Back in July former World Bank urban planner Alain Bertaud and his wife Marie-Agnes, a fellow professional in the field, came down to New Zealand at the invitation of the NZ Initiative and the Minister of Finance’s office to deliver a series of talks on urban economics. He had a number of thought-provoking things to say to urbanists of all stripes – a message that was very much in line with Transportblog’s core principles and big ideas.

He looks much happier in person

While Bertaud is sometimes cited as a proponent of low-density urban sprawl and motorway development, his arguments about urban development were nuanced and thoughtful. The Bertauds are, after all, urbanists themselves. They have chosen to live in vibrant, dense, and diverse cities – Paris, Washington, D.C., and lately New York. (That’s a revealed preference if I’ve ever seen one – they certainly don’t live in Houston!)

In addition to seeing Bertaud’s talk , which is available online here (pdf), I was lucky enough to sit in on a smaller discussion section with other professionals in the field. I took three key messages away from the talk and the conversation.

First, cities are labour markets. We often forget this fact, even though it’s the reason we have cities at all. Cities are the physical expression of agglomeration economies, or the productivity advantages of locating near other people and businesses. In Bertaud’s view, ensuring the efficiency of urban labour markets means ensuring that people can access a large number of jobs from their homes.

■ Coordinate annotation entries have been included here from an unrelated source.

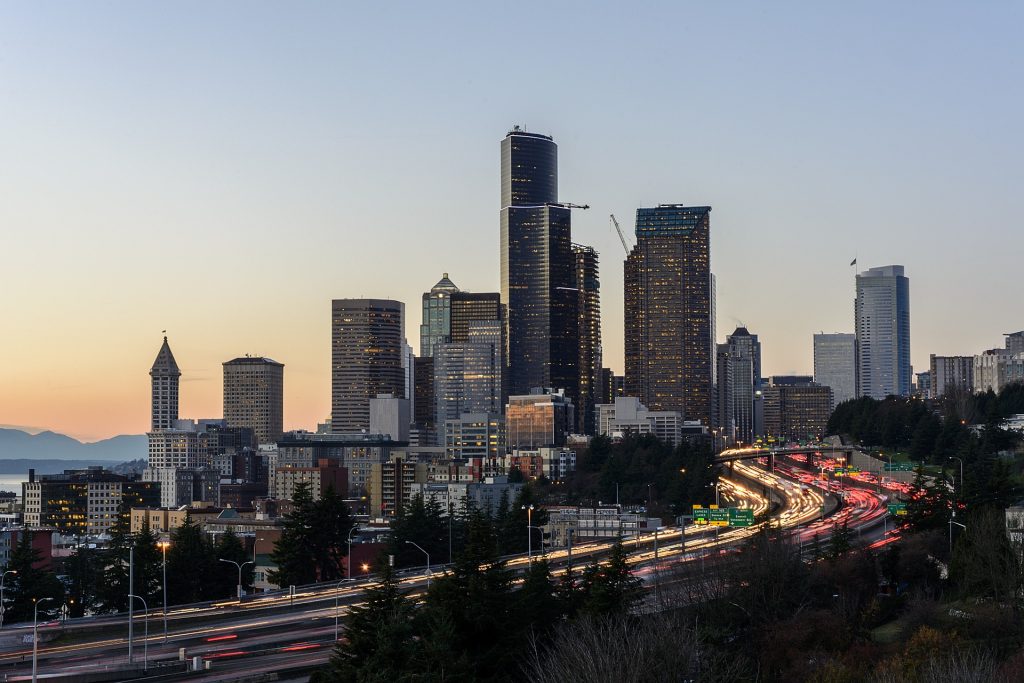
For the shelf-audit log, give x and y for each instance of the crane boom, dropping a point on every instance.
(622, 237)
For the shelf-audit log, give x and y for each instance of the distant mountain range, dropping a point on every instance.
(19, 451)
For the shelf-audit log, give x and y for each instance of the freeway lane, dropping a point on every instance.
(225, 632)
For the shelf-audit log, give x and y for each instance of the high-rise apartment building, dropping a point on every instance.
(587, 396)
(165, 375)
(947, 372)
(883, 325)
(436, 326)
(797, 412)
(254, 389)
(366, 358)
(668, 296)
(537, 267)
(738, 386)
(836, 365)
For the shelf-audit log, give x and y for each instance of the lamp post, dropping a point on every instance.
(164, 545)
(35, 638)
(3, 608)
(541, 529)
(529, 522)
(428, 560)
(348, 562)
(240, 572)
(337, 588)
(145, 632)
(451, 513)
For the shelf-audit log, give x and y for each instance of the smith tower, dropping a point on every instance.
(669, 311)
(539, 286)
(164, 376)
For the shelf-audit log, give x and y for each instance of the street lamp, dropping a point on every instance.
(428, 560)
(529, 521)
(164, 545)
(35, 638)
(240, 572)
(962, 472)
(348, 562)
(2, 607)
(145, 632)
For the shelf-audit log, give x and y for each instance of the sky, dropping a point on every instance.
(222, 170)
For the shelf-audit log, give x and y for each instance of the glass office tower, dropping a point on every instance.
(668, 301)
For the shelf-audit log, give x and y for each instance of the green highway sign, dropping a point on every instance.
(740, 517)
(719, 517)
(700, 515)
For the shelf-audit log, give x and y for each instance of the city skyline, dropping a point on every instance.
(104, 173)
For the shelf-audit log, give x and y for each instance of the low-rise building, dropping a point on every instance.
(83, 502)
(628, 416)
(484, 495)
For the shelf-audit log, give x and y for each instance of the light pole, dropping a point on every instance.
(962, 472)
(131, 603)
(3, 608)
(428, 561)
(240, 572)
(35, 638)
(529, 522)
(541, 529)
(451, 513)
(164, 545)
(348, 562)
(145, 632)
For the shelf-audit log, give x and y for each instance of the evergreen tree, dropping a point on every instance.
(189, 565)
(293, 553)
(610, 589)
(421, 522)
(31, 583)
(331, 523)
(379, 643)
(83, 570)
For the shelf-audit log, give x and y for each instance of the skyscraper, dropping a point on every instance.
(254, 396)
(589, 307)
(468, 374)
(436, 326)
(366, 358)
(836, 365)
(668, 311)
(165, 375)
(738, 383)
(883, 324)
(537, 267)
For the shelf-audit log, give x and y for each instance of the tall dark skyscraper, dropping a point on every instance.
(589, 308)
(539, 287)
(366, 358)
(165, 376)
(882, 312)
(668, 306)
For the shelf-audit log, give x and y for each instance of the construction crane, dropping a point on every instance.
(622, 237)
(566, 205)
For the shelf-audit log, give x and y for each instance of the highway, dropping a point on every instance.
(280, 632)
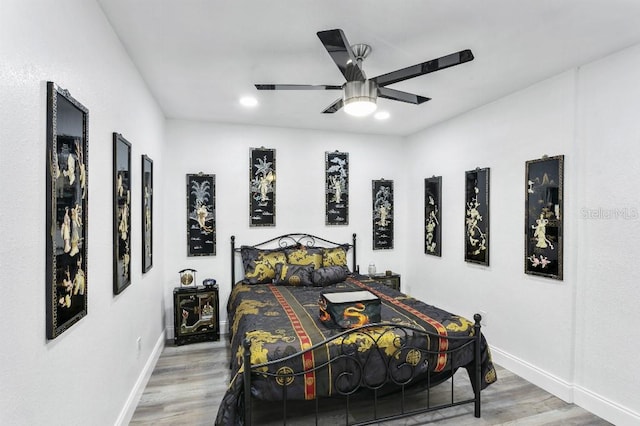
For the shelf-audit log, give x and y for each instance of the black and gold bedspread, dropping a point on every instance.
(283, 320)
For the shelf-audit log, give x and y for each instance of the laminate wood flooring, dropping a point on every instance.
(189, 382)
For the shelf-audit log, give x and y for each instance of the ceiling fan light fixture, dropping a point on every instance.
(360, 97)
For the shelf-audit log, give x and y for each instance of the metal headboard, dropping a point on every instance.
(292, 240)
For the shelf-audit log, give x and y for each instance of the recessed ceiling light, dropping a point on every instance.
(248, 101)
(381, 115)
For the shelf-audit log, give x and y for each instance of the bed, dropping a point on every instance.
(283, 355)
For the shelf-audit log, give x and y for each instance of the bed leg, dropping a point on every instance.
(477, 363)
(247, 381)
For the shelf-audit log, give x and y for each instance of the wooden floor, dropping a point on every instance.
(189, 382)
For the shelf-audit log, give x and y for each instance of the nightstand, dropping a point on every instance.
(392, 280)
(195, 314)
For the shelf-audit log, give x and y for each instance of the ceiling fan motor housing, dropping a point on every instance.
(360, 92)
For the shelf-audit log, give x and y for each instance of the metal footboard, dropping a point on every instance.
(384, 370)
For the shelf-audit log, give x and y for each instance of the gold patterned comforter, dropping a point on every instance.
(283, 320)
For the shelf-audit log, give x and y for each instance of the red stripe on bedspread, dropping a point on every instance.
(443, 344)
(305, 343)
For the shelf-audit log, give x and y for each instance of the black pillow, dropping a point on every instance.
(295, 275)
(330, 275)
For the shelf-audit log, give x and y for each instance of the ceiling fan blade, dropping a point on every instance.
(424, 68)
(297, 87)
(397, 95)
(338, 47)
(333, 107)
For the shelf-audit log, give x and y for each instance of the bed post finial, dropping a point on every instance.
(477, 318)
(233, 260)
(353, 246)
(246, 344)
(477, 364)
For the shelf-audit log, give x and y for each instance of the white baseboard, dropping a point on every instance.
(602, 407)
(552, 384)
(134, 396)
(569, 392)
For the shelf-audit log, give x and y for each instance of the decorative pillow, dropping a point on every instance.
(259, 265)
(336, 256)
(303, 255)
(296, 275)
(329, 275)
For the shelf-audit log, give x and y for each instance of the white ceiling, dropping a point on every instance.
(199, 57)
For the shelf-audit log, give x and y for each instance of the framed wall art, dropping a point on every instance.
(477, 216)
(67, 213)
(382, 195)
(262, 187)
(544, 217)
(121, 213)
(432, 215)
(201, 215)
(147, 213)
(337, 188)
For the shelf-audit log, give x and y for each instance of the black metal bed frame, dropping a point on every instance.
(291, 240)
(397, 370)
(351, 382)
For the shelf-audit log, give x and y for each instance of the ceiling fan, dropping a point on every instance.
(359, 93)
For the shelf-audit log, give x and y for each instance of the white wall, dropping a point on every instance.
(571, 337)
(223, 150)
(86, 375)
(552, 333)
(608, 221)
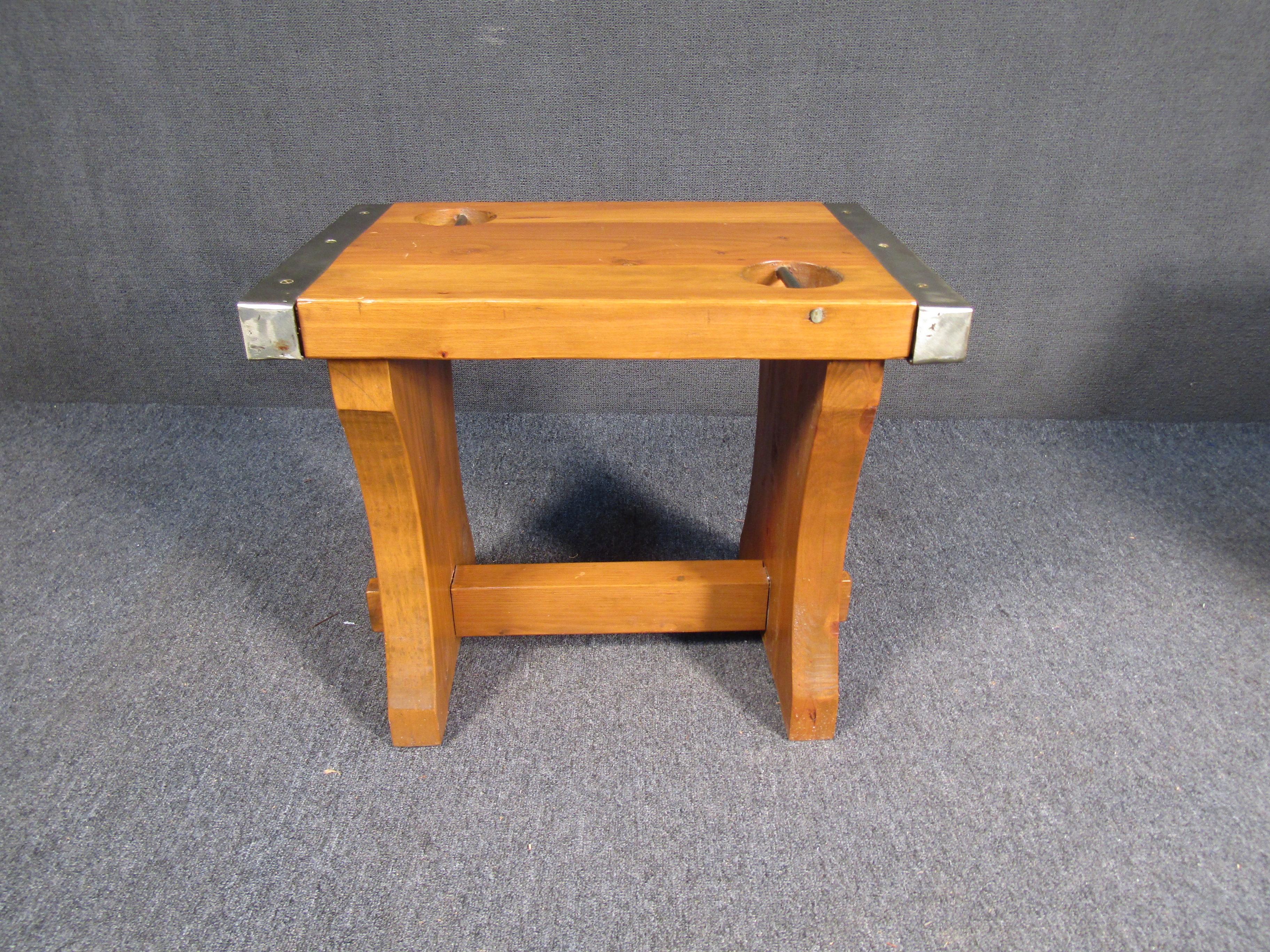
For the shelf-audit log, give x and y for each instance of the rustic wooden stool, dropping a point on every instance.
(820, 294)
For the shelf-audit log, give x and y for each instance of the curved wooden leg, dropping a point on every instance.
(815, 418)
(399, 417)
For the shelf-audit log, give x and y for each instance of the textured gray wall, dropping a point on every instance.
(1093, 176)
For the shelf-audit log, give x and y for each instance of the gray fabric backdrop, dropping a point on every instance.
(1093, 176)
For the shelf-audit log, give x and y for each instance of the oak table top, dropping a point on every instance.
(604, 280)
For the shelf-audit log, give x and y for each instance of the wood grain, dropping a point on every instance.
(815, 419)
(399, 418)
(373, 605)
(610, 598)
(638, 280)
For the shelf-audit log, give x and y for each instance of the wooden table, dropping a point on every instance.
(821, 295)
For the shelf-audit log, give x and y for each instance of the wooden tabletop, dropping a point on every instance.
(606, 280)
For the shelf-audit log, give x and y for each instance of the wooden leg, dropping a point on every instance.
(399, 417)
(815, 418)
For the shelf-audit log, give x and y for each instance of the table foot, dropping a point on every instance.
(815, 419)
(399, 418)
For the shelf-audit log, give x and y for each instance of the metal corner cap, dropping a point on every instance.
(943, 315)
(270, 332)
(943, 334)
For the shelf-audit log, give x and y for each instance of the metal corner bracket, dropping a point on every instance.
(267, 314)
(944, 317)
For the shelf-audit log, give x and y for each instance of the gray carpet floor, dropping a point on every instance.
(1053, 730)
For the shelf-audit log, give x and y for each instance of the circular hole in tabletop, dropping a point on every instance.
(455, 216)
(807, 275)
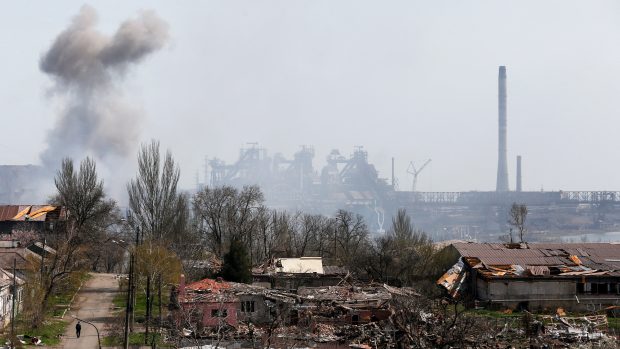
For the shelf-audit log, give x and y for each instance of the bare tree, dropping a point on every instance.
(225, 213)
(153, 197)
(350, 236)
(156, 210)
(88, 215)
(516, 218)
(81, 194)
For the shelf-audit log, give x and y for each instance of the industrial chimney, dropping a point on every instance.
(519, 188)
(502, 164)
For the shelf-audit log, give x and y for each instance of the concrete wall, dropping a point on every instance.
(260, 315)
(540, 295)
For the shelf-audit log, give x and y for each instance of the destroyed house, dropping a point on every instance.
(346, 304)
(215, 302)
(291, 273)
(39, 218)
(536, 276)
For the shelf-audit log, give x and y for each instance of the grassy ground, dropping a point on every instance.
(120, 302)
(52, 327)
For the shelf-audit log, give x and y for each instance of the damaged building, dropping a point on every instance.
(579, 277)
(34, 218)
(291, 273)
(215, 302)
(210, 305)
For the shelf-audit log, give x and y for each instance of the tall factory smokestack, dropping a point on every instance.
(519, 188)
(502, 164)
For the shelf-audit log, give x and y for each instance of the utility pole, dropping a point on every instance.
(129, 304)
(13, 303)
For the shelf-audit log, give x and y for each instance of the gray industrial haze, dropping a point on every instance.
(408, 81)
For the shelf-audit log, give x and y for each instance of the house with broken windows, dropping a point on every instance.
(535, 276)
(215, 302)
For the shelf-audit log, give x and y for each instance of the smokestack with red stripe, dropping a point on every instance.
(502, 163)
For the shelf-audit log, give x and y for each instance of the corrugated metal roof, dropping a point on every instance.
(598, 256)
(7, 212)
(37, 213)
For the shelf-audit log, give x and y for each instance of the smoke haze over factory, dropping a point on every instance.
(410, 80)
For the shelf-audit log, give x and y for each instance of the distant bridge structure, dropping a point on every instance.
(499, 198)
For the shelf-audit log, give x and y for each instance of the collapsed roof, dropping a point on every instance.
(537, 260)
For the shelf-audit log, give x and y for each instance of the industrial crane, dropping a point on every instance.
(415, 172)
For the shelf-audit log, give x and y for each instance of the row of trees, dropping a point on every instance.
(169, 226)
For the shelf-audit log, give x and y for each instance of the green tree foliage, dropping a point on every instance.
(236, 266)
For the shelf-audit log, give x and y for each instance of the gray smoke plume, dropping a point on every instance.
(87, 67)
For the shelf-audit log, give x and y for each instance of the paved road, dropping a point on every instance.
(93, 303)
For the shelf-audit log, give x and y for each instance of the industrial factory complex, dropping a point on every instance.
(349, 181)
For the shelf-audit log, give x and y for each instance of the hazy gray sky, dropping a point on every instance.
(409, 79)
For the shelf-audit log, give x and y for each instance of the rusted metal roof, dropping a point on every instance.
(37, 213)
(544, 250)
(7, 212)
(566, 259)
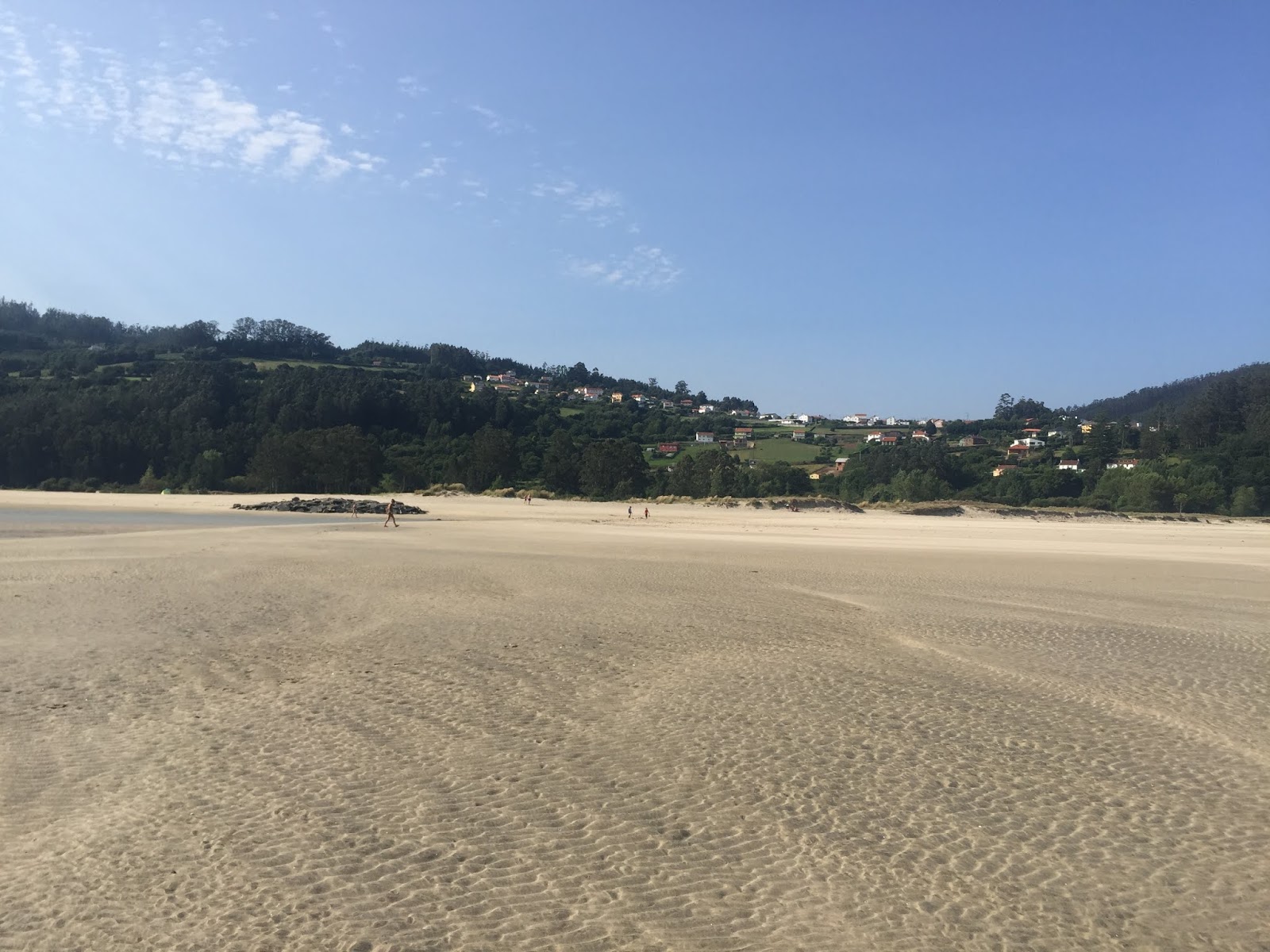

As a result, he argued that urban and transport planning should aim to keep down commute times. He recommended looking at two key measures – first, the number of jobs available within a 30 minute drive, and second, the number of jobs available within a 45 to 60 minute public transport journey. Here, for example, is his analysis of commute times in Singapore and the US.

Bertaud travel time graph

Bertaud didn’t recommend any specific policies to reduce travel times, although he spoke positively about Singapore’s use of demand-responsive road pricing and development of an expansive metro network to reduce average travel times. As a transport economist there are a couple of key observations I’d make on the topic:

  1. Building more roads is not a good way to reduce travel times. Induced demand – people driving more or moving further out of town in response to new road capacity – usually eats up the forecast travel time savings. In short, people travel more but they don’t travel any faster. If you want to actually reduce driving times, the only way to do it is to introduce road pricing.
  2. Cities with reasonable densities and an underdeveloped public transport network – like Auckland! – are in a good position to improve employment accessibility through investments in rapid transit networks and better bus networks. Fortunately, Auckland’s pursuing this approach.
  3. In light of induced demand, the best way to improve the accessibility of jobs may be to simply make things closer together. The efficiency of dense urban environments is often underrated. For example, although the roads in downtown Manhattan are far more congested than Houston’s, Manhattan’s effective labour market is much bigger simply because everything is so close.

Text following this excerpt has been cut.